Conduit volume set another record in 1997 and was expected to surpass its own record in 1998. "Conduits have been growing significantly since 1992 and have become the mainstay of the CMBS arena," says Mazzetti, whose firm's current loan servicing portfolio consists of approximately 13,000 loans totaling $23 billion, and 75% of that is CMBS. Conduits have risen from less than 5% of CMBS in 1992 and 33% in 1996 to more than 50% in 1997, according to industry estimates.
The CMBS market is expected to get a further boost from FASITs. If murky tax issues related with this new instrument are clarified, FASITs can play a vital role in the CMBS market in providing construction loans, bridge loans and 10-year takeout loans, say some analysts. Others remain skeptical.
Schechner of Goldman Sachs says no one is sure yet what the FASITs will do. "Some tax issues have been left murky," he says.
Chris Seyfarth, a partner in the Boston office of E&Y Kenneth Leventhal Real Estate Group, says that FASIT is a major new change since the inception of the CMBS industry. "That is going to add fuel to the fire to the securitization industry," Seyfarth says. "The picture will become clearer in 1998."
So far, most of the growth in the CMBS market has been through the real estate mortgage investment conduit (REMIC), which has allowed issuers to pool and securitize commercial real estate mortgages into a variety of financial products.
The advent of FASIT will further boot the CMBS market. "FASIT is very flexible. In fact, it is more flexible than REMIC," Seyfarth says.
Unlike a REMIC, which has a flexibility derived from its ability to issue a wide variety of bond and derivative securities, a FASIT is the first securitization vehicle to provide issuers flexibility over the collateral backing the issued bonds, according to a report in Online, an E&Y Kenneth Leventhal newsletter. "FASIT allows issuers to substitute collateral, withdraw collateral representing over-collateralization, and add assets over its life, making it a powerful tool for risk management of loan pools," the report says.

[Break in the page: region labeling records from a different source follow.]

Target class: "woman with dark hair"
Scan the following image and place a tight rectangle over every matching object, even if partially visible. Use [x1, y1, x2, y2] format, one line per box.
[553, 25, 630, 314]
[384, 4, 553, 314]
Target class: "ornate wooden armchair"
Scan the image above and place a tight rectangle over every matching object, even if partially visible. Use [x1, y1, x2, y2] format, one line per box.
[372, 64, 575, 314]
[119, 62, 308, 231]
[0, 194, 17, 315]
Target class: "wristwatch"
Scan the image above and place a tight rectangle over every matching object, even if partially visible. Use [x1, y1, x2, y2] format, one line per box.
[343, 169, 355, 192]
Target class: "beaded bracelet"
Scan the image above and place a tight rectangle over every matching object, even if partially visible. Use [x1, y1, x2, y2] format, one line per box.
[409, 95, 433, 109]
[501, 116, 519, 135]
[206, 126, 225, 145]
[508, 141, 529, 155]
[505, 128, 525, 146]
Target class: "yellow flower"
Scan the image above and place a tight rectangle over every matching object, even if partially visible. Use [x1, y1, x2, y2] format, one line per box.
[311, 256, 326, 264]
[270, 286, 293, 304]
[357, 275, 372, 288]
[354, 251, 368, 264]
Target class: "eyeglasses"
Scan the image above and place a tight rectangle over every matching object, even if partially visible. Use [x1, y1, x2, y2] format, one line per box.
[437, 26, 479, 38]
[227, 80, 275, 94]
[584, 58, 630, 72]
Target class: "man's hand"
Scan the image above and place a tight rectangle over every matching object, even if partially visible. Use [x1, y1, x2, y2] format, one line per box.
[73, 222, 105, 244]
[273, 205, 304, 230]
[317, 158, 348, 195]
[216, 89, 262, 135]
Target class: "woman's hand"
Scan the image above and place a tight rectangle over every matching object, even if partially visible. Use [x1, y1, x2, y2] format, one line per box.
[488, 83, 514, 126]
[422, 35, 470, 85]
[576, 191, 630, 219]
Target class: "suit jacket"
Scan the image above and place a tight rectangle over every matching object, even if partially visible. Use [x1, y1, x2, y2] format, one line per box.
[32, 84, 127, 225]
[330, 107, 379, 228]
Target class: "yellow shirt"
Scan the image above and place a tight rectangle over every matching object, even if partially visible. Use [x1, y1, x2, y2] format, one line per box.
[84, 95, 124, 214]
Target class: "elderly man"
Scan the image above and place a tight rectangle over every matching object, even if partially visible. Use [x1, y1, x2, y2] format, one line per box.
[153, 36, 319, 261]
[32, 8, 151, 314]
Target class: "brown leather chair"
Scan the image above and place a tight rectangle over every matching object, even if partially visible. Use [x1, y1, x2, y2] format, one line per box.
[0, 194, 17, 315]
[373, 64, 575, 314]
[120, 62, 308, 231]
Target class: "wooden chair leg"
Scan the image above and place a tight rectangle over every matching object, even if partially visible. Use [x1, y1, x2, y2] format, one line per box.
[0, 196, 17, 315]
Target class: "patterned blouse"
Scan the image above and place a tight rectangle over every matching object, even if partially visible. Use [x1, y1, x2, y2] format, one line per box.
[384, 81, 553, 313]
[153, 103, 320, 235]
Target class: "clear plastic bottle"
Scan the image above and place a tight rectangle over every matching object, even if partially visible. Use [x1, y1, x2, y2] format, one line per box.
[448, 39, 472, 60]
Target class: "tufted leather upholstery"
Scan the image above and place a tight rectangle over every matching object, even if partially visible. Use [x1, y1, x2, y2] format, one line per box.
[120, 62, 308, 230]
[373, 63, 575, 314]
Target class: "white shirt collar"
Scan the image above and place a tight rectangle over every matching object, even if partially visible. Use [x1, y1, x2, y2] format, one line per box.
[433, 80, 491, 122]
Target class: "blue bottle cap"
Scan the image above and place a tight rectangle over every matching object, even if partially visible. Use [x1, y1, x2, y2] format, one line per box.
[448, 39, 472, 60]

"FASIT legislation still needs some work and refinement like any other new legislation," says Mazzei of Lehman Brothers. "There will be a number of FASITs in 1998. They will allow you to have a more dynamic and chaging loan. You will have the ability to modify the loan, remove the loan. It's a living and breathing vehicle. REMIC is a stagnant trust."
As far as CMBS spreads are concerned, many analysts expect to them to continue to widen at least through the first quarter of 1998 because of the expected heavy volume during early 1998. AAA CMBS at 10-year maturity rate widened to about +76 basis point to the Treasury curve at the end of October, up from +62 bp at the end of June, according to Nomura Commercial Real Estate Research.

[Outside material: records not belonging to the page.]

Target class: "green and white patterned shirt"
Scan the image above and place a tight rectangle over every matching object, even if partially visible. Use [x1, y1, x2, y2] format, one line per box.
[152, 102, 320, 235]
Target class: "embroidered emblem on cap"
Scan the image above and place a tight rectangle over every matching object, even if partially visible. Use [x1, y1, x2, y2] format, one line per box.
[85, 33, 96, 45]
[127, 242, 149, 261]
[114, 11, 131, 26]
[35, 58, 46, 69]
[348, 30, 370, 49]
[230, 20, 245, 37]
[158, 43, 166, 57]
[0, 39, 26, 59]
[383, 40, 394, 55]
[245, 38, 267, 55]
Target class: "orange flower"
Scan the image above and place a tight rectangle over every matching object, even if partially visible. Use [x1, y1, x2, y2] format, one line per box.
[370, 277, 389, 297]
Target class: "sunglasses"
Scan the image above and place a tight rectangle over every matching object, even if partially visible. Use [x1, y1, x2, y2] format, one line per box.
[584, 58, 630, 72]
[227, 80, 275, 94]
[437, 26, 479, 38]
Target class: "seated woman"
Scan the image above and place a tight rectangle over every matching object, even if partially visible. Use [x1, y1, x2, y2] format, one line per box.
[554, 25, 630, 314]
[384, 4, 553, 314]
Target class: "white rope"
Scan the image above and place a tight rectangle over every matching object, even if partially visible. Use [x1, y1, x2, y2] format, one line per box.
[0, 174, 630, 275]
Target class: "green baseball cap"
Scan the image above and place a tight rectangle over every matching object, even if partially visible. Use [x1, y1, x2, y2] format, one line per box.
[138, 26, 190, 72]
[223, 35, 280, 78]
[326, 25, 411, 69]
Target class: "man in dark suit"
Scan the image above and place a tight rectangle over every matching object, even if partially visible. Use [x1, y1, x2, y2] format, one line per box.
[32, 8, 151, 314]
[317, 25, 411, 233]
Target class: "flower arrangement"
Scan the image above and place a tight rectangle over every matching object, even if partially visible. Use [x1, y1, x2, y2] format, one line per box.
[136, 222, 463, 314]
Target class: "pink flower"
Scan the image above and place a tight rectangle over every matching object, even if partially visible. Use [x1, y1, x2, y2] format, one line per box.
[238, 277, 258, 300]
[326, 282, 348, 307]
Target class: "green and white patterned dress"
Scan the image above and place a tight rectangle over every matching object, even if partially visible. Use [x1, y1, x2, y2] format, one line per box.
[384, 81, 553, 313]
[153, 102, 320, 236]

"The market has maturity to it now," says Jim Reichek, a senior managing director at New York-based investment banking firm Bear Sterns. "It continues to follow an evolution based on residential market, and it is going on fast-forward," Reichek says. "Wall Street's role as a direct originator and buyer of loans will continue to grow. It has also made it easier for borrowers to understand. The CMBS market is very bullish."
Andy Stone, a manager and principal in the transactions group of New York-based Credit Suisse First Boston, says CMBS and REIT markets are continuing to grow. "It is a permanent change in the real estate arena CMBS is going to continue to blossom," Stone says. "We are seeing huge demand for B and below-grade securities. We have seen strong demand for junk paper." Industry analysts say that every investor in all tranches of CMBS has made money during the last two years, but that was unlikely to continue forever. "It will be a thinner margin and higher risk market. Volumes will be large," Stone says. "Wall Street has gotten more creative to get different types of assets in CMBS. We are going to surpass $50 billion in 1998."